Is It Me or Is That an Error in Your Log?

This week I promised my DBA buddy that I’d behave myself. So any mayhem that occurred was not a direct result of anything I did… at least this week… for the most part… I think…

Anyway, we thought we were going to get an Oracle database that would be used for the new pass-through web portal. *psych!* Nope! It’s back to SQL Server… first it was Oracle then it was SQL Server… back to Oracle then SQL Server…Oracle again… now we’re back to SQL Server… Actually, I’ve lost count. This is supposed to be it, though. They just need to get approval for the price tag. I’m actually a bit bummed. I was starting to look forward to learning how to administer an Oracle database. That’s okay because I’m sure there will be other opportunities to spread mayhem…*cough* I mean, to learn other platforms…

For some reason earlier this week, I thought back to when I first became a DBA. It was sorta-kinda-not-really accidental.  The company I worked for as a developer had an opening for a SQL Server DBA. At the time there were two SQL Server DBAs and one Oracle DBA. The Oracle DBA left for a job with Oracle. So the senior SQL Server DBA took over as the Oracle DBA. Which left an opening. *woo hoo!* The DBAs recommended me as having some kind of potential. *who? me?* Possibly because they let me manage my own SQL jobs and thankfully I didn’t crash the server. I waited until I became a DBA to do that. Well, not really. One of the server guys actually dubbed me “Server Crasher” because I was usually the one who reported a server that had crashed. No one told me that if you report it, you must have done something to it. So I applied for the job figuring it couldn’t hurt… this time.  Besides, there was talk of steering me towards some sort of contract management position. At the time I wanted to stay technical and it sounded like fun! *What do you mean I just inherited a cluster? You mean like a cluster of nuts? hmm…that would explain all the secret squirrel meetings…* 

So they interviewed me and then, lo and behold, offered me the job. *welcome to the dark side… we have cookies!* I happily accepted not really having an inkling of what I was getting myself into. *drat! no cookies!* Don’t get me wrong. I don’t regret it. In fact, I’ve enjoyed the challenges the job has posed over the years. I remember feeling very overwhelmed at first. *what the heck is merge replication and why do I care?*  Although, after 5 years the feeling comes back every so often. *time to reindex the brain*  At the time, I was fortunate to have two DBAs to help me get started. Not everyone is as lucky.

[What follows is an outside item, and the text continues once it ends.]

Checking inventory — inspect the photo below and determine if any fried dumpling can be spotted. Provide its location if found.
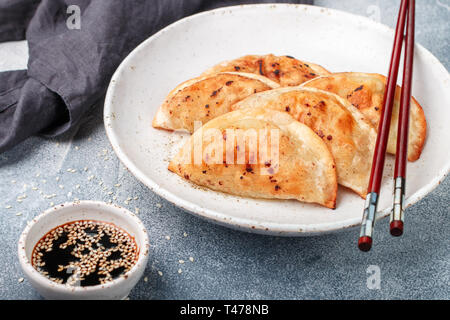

One recommended that I write myself a script that I could use to check the servers daily for problems or potential problems such as oh, I don’t know… a SQL injection attack?  *fun story for another day* Since we had over 40 database servers/instances dedicated to SQL Server at the time and only two dedicated SQL Server DBAs (myself included), it sounded like a great idea.  By the way, it’s also a good idea to know certain administrative T-SQL commands in case the GUI isn’t working for whatever reason. *like that one time no one could access the SQL cluster and the server people panicked wondering why it was slower than a snail in a snowstorm… turned out to be a virutal memory issue* So she gave me some ideas as to what to look for but left writing the script up to me.  At the time, I didn’t really know what I was doing. I tried to find examples on the Internet but came up short. *insert off-the-wall jokes about my height or lack thereof* Somehow I managed to write one on my own without bribing anyone. I still use a version of that script at my current job seeing as we have over 50 servers/instances dedicated to SQL Server and three DBAs (my DBA buddy, our boss, and yours truly). Even though we’ve split the servers up amongst ourselves (roughly 12 each), I find the script helps to get a quick feel in the mornings on how the servers are doing. *it’s 8 am… do you know what your servers did last night?* It’s a habit I’ve gotten into over the years and I find that it saves me some time. Some like it GUI and some like it script. Personally, I like scripts.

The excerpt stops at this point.